The AFL is set to meet with Tarryn Thomas on Thursday over fresh allegations of domestic violence directed at the Kangaroos star.
The Lumaranatana and Kamilaroi man has been under an investigation for a number of days from the game's Integrity Unit for "inappropriate behaviour".
Thomas will appear to answer questions about accusations that allegedly were brought to the league's attention from outside of his football club.
The internal probe has been conducted separate from Thomas's club to the point that not even North Melbourne was aware of its proceedings.
The club's officials that have kept faith with the 23-year-old that he would turn around the triggers behind his poor behaviour towards women only found out about the investigation on the day before the AFL called for an immediate meeting.
The National Indigenous Times is not accusing Thomas of any wrongdoing and understands that Victoria Police has not confirmed that it is conducting their own investigation or that new criminal charges have been brought about at this stage.
Arden Street administration released an exclusive statement to the media on Wednesday night – before notifying supporters on its club website – to confirm that Thomas is willing to front the Docklands headquarters for a hearing on short notice.
"North Melbourne received a notification from the AFL Integrity Unit on Wednesday that Tarryn Thomas is under investigation," the statement read.
"Following a new allegation of inappropriate behaviour, the club is working through the information but isn't in a position to make any further comment."
North Melbourne was believed to be genuinely blindsided by the latest accusations and is said to be scrambling to find exactly "where the truth sits", according to Nine reporter Xander McGuire, via Twitter.

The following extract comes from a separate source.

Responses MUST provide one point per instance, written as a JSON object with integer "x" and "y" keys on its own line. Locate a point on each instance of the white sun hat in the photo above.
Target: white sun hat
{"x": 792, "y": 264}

The call from the AFL to discuss the matters just came a day after co-captain Jy Simpkin fronted the media.
In an unfortunate case of timing is everything, the Yorta Yorta teammate had been talking up Thomas and expecting a re-focus back on the game to thrive this season after a strong summer at training.
"He had a really good off-season – he knuckled down," Simpkin said.
"He had a bit of a groin interruption, unfortunately, but he's working hard.
"He is in a great mindset at the moment, so I can't wait to see what he does this season."
The critical talks with the AFL on January 18 is expected to analyse the troubled Tasmanian's well-documented offences over the past 12 months.
The outcome of the hearing could place Thomas's promising footy career once again in jeopardy.
The AFL has the powers to deregister a player over off-the-field incidents that do harm to the image of the game, but at this stage there is no suggestion from the organisation that this is a serious consideration.
Thomas also comes out of contract at the end of the 2024 season that adds an extra layer to his shaky future.
The club has already stood down Thomas with pay on two occasions last year over back-to-back incidents from allegations of inappropriate behaviour made by a number of women, including his partner at the time that went to court.
Before facing a magistrate, he was asked to attend a respect and responsibility education program, which deals with accountability, remorse and behaviour change, to avoid being axed from the club.
North Melbourne chief executive, one of two female leaders at the club along with president Sonja Hood, said the Kangaroos had "made it clear to Tarryn that the future of his playing career at North Melbourne is in his hands".
The dynamic midfielder spent three weeks in the VFL earning the Kangaroos' trust again before later gaining a senior recall and starring in the back half of the 2023 season across 12 AFL matches.
Victoria Police had charged the Ormond resident under his full legal name of Tarryn Trindall with one count of threatening to distribute an intimate image in early 2023.
The charge was dropped in a Heidelberg court without criminal conviction after prosecutors agreed to downgrade the offence to using a carriage service to harass instead.
Thomas was granted a diversion and agreed to pay $1000 to charity.
In a 12 months full of misdemeanors, he was also charged with driving offences that included police stopping Thomas only to find he was behind the wheel with a suspended licence after being caught going through a red light after breaking up with his partner.
The Kangaroos had publicly defended their player after struggling to process the death of his grandmother.
"In Tarryn's situation, he has had some things going on in his life. It's a good reminder that sometimes what goes on life is much more important than what happens in a footy club," coach Alastair Clarkson said in August last year.